Our past has been one of numerous crucifixions. It is our privilege to live in a time when are beginning to realise our need for new patterns of peaceful living, for resurrection.
The Resurrection of Jesus Christ can be seen as a pointer forward. To continue the 'land' analogy you can think of Jesus as being an pioneer who has discovered a new world for us. Unlike previous explorers, this one is God's own son and the new world is not just a new part of our old world, like the Americas were, but a different reality altogether - so it is not open to us simply to export our old ways to this new world. Nevertheless we are invited in, all of us, for we are all citizens of this new realm where we are valued for who and what we are, uniquely. We are invited home to a land in which we all have a stake.
Of course, we are still waiting for this to be fulfilled and the resurrection is a kind of downpayment: and meanwhile the world needs people who live with this rumour of resurrection in their hearts. It needs the church: which at its best can hear and speak for the voiceless, and bear their wounds; and can speak prophetically to the powerful.
For example: I once organised a conference on the theology of land and was moved to hear, from the church in N Argentina, the story of the tribal peoples there.
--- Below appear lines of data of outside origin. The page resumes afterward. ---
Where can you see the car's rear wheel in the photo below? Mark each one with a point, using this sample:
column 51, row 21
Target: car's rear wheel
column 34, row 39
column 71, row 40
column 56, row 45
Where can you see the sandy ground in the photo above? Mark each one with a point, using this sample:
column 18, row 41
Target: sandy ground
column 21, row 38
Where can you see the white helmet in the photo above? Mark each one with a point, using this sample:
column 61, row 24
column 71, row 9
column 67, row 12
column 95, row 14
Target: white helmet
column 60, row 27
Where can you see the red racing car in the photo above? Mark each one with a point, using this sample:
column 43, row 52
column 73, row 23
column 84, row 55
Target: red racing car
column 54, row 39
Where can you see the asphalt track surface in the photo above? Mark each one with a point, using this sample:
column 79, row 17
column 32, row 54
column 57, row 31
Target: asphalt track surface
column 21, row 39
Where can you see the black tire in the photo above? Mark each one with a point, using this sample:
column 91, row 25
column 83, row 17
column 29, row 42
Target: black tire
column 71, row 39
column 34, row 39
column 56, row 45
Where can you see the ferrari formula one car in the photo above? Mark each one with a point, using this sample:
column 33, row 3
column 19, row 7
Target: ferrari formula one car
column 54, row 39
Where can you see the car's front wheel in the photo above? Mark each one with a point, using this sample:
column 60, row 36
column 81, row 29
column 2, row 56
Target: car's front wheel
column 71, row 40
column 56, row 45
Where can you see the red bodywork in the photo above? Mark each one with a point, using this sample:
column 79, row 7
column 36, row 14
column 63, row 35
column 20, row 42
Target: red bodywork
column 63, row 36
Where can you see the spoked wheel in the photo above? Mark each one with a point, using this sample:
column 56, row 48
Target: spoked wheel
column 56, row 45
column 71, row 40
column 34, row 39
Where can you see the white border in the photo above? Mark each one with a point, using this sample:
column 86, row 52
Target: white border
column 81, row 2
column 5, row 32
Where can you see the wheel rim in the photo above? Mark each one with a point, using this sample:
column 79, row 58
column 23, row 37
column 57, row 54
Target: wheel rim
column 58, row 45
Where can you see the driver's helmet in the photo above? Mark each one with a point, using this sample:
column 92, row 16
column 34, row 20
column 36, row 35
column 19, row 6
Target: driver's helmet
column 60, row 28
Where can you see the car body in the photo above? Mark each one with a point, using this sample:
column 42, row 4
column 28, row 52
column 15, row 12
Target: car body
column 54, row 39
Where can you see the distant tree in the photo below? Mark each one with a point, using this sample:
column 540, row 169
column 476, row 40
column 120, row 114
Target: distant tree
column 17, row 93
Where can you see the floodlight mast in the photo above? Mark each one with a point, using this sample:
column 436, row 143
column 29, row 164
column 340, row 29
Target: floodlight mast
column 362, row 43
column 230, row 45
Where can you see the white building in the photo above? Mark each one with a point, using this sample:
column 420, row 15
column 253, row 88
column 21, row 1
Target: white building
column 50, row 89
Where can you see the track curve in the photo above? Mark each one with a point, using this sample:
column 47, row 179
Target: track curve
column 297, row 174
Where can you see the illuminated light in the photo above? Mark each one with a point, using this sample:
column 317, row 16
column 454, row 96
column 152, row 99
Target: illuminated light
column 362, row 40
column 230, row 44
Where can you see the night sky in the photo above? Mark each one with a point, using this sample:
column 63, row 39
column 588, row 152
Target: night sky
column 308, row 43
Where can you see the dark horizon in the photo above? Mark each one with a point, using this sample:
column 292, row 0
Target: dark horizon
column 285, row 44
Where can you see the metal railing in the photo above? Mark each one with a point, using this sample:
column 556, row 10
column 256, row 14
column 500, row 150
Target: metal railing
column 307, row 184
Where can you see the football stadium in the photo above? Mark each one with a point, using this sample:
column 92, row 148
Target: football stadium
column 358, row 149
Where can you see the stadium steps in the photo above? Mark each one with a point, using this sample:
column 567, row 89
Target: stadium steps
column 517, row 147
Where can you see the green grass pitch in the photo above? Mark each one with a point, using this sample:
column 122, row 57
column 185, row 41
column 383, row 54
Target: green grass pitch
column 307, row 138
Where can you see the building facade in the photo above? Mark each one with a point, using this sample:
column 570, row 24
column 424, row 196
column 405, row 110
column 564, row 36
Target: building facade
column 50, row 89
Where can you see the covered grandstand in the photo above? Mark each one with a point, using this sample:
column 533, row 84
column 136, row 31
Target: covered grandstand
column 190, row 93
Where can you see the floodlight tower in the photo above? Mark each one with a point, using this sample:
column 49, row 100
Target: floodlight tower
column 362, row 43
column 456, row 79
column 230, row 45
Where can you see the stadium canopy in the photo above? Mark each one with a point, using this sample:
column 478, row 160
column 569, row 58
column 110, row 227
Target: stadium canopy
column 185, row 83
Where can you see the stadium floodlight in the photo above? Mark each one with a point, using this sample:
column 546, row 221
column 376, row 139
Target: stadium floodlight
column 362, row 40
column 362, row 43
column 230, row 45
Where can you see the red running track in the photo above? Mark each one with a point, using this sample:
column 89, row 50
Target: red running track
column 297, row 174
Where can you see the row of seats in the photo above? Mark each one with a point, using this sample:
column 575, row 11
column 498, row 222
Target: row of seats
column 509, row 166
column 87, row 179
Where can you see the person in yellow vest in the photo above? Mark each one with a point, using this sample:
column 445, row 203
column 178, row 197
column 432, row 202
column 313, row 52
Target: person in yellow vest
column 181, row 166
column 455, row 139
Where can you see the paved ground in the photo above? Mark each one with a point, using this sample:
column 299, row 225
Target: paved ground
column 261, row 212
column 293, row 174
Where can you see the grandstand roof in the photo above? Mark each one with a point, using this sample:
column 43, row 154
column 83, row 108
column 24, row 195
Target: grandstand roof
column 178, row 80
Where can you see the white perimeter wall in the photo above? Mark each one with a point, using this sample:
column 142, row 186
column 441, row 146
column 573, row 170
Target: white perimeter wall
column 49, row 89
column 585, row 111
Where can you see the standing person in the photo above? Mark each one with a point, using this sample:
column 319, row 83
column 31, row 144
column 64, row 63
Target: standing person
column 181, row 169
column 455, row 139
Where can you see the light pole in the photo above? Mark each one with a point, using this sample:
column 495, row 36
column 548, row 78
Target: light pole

These are peoples who had no concept of land ownership - they believe it is ridiculous to say that you can own anything you did not create. Consequently, when you try to map the different tribes or clans you don't end up with the kind of map we normally see, where the land is divided up between clans: rather you end up with a map more like a Venn diagram (remember those?) with all sorts of shapes overlapping one another. In other words, the different clans are mixed up and their relationship to the land is not one which seeks to exclude others. If only that understanding of relationship to the land could be transplanted to Bosnia or Rwanda or Israel/Palestine or Jerusalem.
And remembering that there are some being admitted to communion today, this is the kind of community they are joining. A community which is a higgledy piggledy mass of humanity, all mixed up but which Sunday by Sunday gathers around the table of love, to drink the Lord's cup and who seek to live out the risen life. We kneel or stand shoulder by shoulder with people of different background, age, experience etc. God knows the world needs signs like this to show what unity is possible a world of division. This is the rumour of resurrection it is our vocation and our joy to keep it alive.
God of terror and joy, you arise to shake the earth. Open our graves and give us back our futures; so that all that has been stolen from us may be restored and our lives return to you. Amen.